Another elderly woman who comes in has Rheumatoid Arthritis and has been purchasing the Mary's Medicinal CBD patches from our shop. Without use, she wears arm braces and has severely restricted movement. She sparingly uses the CBD patches for relief, and has found that with using those, she can remove her arm braces and enjoy crocheting, one of her favorite hobbies. Her use is mild, so there hasn't been any permanent change. She says she uses the patches when she wants to enjoy doing the things she loves while remaining pain free.

Anthony Wile: That's got to be extremely gratifying. No wonder you work long hours! Where do you see yourself going from here?

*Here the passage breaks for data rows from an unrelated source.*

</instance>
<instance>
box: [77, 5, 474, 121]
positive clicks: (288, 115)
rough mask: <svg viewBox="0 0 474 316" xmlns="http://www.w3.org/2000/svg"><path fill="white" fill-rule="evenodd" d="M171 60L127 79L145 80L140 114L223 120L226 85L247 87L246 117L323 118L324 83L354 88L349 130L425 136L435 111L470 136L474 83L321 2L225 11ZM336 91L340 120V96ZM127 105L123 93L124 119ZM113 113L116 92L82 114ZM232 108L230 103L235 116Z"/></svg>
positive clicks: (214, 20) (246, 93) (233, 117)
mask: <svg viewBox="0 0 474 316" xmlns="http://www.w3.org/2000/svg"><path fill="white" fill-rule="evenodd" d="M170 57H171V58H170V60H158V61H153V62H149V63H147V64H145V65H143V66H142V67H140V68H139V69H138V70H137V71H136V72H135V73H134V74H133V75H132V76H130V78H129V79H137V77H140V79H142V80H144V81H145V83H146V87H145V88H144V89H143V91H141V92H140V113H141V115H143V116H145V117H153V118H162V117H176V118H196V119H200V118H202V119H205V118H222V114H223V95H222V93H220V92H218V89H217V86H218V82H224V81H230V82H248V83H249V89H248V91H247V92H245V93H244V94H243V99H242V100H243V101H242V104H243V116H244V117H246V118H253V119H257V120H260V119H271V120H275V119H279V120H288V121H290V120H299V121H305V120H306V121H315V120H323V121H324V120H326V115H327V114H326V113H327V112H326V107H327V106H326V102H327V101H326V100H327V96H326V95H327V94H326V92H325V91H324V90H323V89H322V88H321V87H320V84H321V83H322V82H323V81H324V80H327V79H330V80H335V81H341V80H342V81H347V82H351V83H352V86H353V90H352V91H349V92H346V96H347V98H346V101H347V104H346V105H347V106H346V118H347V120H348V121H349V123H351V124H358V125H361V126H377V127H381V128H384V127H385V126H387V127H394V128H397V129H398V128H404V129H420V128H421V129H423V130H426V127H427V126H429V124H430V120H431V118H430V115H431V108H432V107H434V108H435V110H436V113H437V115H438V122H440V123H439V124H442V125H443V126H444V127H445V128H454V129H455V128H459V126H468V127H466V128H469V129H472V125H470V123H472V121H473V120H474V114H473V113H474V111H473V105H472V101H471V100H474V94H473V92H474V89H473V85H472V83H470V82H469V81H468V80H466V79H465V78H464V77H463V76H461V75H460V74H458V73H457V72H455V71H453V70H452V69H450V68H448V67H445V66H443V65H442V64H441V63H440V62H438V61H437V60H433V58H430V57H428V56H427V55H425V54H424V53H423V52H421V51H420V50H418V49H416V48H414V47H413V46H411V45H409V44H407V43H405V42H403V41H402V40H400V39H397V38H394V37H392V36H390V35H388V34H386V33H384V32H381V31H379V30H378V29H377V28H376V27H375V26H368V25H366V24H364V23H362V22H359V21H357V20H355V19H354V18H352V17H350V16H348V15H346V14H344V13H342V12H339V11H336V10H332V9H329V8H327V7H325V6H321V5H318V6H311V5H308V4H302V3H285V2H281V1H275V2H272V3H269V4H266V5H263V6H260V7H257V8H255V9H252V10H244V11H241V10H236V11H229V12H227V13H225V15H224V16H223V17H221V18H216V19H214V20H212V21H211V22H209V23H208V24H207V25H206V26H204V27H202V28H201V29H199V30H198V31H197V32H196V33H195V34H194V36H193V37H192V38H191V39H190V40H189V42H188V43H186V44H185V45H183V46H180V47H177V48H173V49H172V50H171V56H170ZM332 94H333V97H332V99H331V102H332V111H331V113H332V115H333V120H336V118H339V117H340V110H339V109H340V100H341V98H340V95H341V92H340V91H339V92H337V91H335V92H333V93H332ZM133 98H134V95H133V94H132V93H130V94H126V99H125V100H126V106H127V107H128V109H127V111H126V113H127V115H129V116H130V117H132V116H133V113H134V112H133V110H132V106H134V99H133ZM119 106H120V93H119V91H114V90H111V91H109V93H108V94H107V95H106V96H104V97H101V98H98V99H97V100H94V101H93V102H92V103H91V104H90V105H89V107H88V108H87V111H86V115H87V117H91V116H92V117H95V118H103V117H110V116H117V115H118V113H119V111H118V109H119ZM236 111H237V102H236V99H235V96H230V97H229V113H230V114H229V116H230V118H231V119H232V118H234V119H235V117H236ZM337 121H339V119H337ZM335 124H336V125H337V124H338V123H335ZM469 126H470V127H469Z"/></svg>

Any particular directions in which you want to evolve or research you want to undertake?

John Knapp: This wave is going to last for a long time and we are just at the beginning. We are constantly evaluating new ideas and opportunities so we are ready to go in any direction that makes sense. I believe at the end of the day this will be a global trend and for that reason we are shifting our focus to a global approach. We are doing research every day at the consumer level and constantly learning about and refining our products. This is all happening in a very small segment of the population so I am excited for the coming years when more states and countries begin their MMJ programs and we go from a sample size of a few million people to hundreds of millions of people. Then we will start to see the real evolution and research happening. Until then we will strive every day to create the best product and customer experience we can.

Anthony Wile: Thanks for your time today, and for explaining so many details about medical cannabis. We wish you the best.

John Knapp: Thank you. This is my passion and it has been a pleasure sharing it with you and your readers.

After Thoughts

John Knapp tells us about some significant things happening in the cannabis sector and as a result, he said, "I believe the feds are getting ready to make a major move and de-schedule marijuana within the next two years."

He bases that belief in part on something that we have written about, that the "UN is holding a special session of the general assembly in New York in a year that will specifically address how countries will deal with the changing views of cannabis. It is widely believed that they will be loosening their policies on cannabis, which will pave the way for the feds to do the same – in the US and everywhere, for that matter."

Another reason he expects fed action in the near future is the anticipated opening of the Fourth Corner Credit Union cannabis bank in Denver, which we covered in a November Cannabis Sector Report. He explains the feds have up to two years to review such an application and in the interim a bank may take deposits but not lend.

Mr. Knapp points out that while FCCU will be "operating in limbo for the next two years," the credit union's ability to stay open will allow for millions and even billions in deposits, making it unlikely the feds will deny the application. "Once there is a half a billion cannabis dollars circulating in the central banking system," he says wisely, "I think it will be very hard to reverse that and a change in federal law will be the only solution."

Knapp's perspective on FCCU is but one of numerous enlightening points he makes. As a pioneer in the conversion of cannabis into oils, Knapp's company is surely centered on the sweet spot of cannabis cultivation and medicinal repurposing.

High Alert, along with its audience, has a significant interest in this sort of technology and we thank Mr. Knapp for sharing his insights so generously.